Ballet des Muses

Le Ballet des Muses (LWV 32) fut dansé pour la première fois le 2 décembre 1666 et repris plusieurs fois, jusqu’au 19 février 1667, avec de nombreuses modifications. La musique est de Jean-Baptiste Lully.

On attribrue normalement la conception générale du ballet à Benserade, et les paroles de Mélicerte, de La Pastorale comique et du Sicilien sont publiées dans les œuvres de Molière, mais étant donné la contribution importante de Quinault, on peut se demander, avec Manuel Couvreur (« La Collaboration de Molière et Quinault avant Psyché », p. 28) si on ne pourrait pas en attribuer la « paternité » à Quinault.

Robinet, dans une lettre datée le 12 juin 1667, où il décrit une reprise de ce ballet, parle de « deux comédies / Qu’y joignit le tendre Quinault ». Il semble presque certain que Les Poètes, une « petite comédie » qui constitue la sixième entrée, est de la main de Quinault. Comme le texte du ballet n’a pas été conservé (il ne reste que le résumé imprimé dans le livret), il est impossible de savoir quelle était la seconde de ces deux comédies. Il est possible qu'il s'agisse de la "Mascarade espagnole", qui fait partie des Poètes. Comme le suggère G. Couton (II, p. 1353-1354), on a pu ajouter cette mascarade pour "rajeunir" le ballet et pour profiter de la présence d'une troupe espagnole à Paris au début de 1667. Il pourrait s'agir aussi de la « petite comédie intitulée les Madrigaux » que, selon Boscheron, auteur de la Vie de Quinault publiée en tête de l’édition de son théâtre en 1715 (p. 60), l’on trouva dans les papiers de Quinault après sa mort

Les recueils poétiques des années 1660 attribuent sept airs du Ballet des Muses à Quinault : deux dans Les Poètes, un dans l’entrée III (La Pastorale comique), deux dans l’entrée IV, un dans l’entrée VII et un dans l’entrée X.

C’est une œuvre avec, comme le dit justement le regretté James Anthony, « plus de visages que Protée ». Pour la création, la troupe de Molière joua pendant la troisième entrée la comédie Mélicerte, incomplète. Elle fut remplacée le 5 janvier 1667 par La Pastorale comique, et on ajouta Le Sicilien (entrée XIV) en février. On peut constater ces modifications, entre autres, dans plusieurs éditions du livret publiées par Robert Ballard, avec la même page de titre, datée 1666. Comme les premières ne contiennent qu’une brève mention de La Pastorale comique et des Poètes, les paroles de « N’attendez pas » (entrée III), « Ah ! qu’en aimant » et « La plus belle jeunesse » (entrée VI) n’y figurent pas. (Dans la liste des sources de ces airs, je donne comme exemple de ces premières éditions l’exemplaire F-Pn Rés-Yf-1559, et comme exemple des dernières l’exemplaire F-Pn Rés-Yf-1562.)

Pour de plus amples informations, et surtout pour de nombreuses citations des lettres de Robinet et d'autres textes contemporains, voir le site Molière 21.

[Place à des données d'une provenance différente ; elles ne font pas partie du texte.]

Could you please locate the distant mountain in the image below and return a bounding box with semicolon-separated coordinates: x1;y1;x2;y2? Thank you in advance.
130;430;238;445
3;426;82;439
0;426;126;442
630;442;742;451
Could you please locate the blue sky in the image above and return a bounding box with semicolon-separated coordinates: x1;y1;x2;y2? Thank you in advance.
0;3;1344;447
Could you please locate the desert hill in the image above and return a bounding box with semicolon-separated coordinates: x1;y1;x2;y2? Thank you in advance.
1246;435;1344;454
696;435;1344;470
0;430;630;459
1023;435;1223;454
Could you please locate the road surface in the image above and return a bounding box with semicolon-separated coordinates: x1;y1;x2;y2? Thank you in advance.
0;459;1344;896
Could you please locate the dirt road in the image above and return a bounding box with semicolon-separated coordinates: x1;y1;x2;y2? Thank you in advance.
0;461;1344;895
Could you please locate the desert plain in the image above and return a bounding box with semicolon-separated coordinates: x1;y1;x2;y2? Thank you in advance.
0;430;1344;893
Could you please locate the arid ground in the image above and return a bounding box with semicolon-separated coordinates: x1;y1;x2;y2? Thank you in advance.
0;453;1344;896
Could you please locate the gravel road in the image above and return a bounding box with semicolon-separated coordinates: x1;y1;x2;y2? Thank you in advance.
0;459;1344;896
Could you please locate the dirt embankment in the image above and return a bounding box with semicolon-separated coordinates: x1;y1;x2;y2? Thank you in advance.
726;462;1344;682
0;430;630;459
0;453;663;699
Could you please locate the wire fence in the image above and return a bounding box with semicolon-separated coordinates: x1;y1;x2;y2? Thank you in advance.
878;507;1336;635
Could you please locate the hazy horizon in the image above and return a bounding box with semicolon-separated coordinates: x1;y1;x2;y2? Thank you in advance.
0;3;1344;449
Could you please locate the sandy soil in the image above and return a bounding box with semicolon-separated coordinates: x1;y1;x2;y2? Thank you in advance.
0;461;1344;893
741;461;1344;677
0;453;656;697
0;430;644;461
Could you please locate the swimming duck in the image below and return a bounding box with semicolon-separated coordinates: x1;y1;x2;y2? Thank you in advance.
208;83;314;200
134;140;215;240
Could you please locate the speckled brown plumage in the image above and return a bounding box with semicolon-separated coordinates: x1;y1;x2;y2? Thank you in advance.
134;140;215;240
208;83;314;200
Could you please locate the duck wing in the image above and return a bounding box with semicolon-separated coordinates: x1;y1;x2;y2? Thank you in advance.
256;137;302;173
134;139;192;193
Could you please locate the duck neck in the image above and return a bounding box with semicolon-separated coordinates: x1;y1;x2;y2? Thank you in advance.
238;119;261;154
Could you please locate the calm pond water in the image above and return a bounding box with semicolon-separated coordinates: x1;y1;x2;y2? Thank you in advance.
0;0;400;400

Les sept airs de Quinault sont :
1. « N’attendez pas qu’ici je me vante moi-même » (entrée III)
Air de Filène. C’est la scène 12 (sur 15) de La Pastorale comique. Filène et son rival Lycas « pressent [la bergère Isis] de décider lequel d’eux aura la préférence ».
2-3. « Vous savez l’amour extrême » et « Vivons heureux » (entrée IV)
Ces deux « chansons en dialogue » sont chantées par deux bergers et un chœur. Les deux chansons sont suivies par une danse pour 4 bergers, dont le Roy, et 4 bergères, avec 8 bergers chantants et 8 bergères chantantes.
4-5. « Ah ! qu’en aimant » et « La plus belle jeunesse » (entrée VI)
C’est la scène 3 des Poètes, une mascarade « composée d’une danse d’Espagnols et d’Espagnoles ». Les deux airs sont des « imitations » en français de deux airs en espagnol. Le livret donne la première strophe de chaque air, suivie de son « imitation », puis une suite de la mascarade, avec la suite des deux airs en espagnol, suivis par leur suite en français.
6. « Amour trop indiscret » (entrée VII)
Orphée (Lully), par les divers tons de sa lyre (son violon), « inspire les mêmes mouvements » à une nymphe (Mlle Hylaire ; dans la partition copiée par Philidor, il s’agit d’Eurydice). Transportée par l’harmonie d’Orphée, elle chante cet air.
7. « Le soin de goûter la vie » (entrée X)
Récit du Satyre (M. Le Gros) qui interrompt les danses rustiques de quatre Faunes et de quatre Femmes sauvages.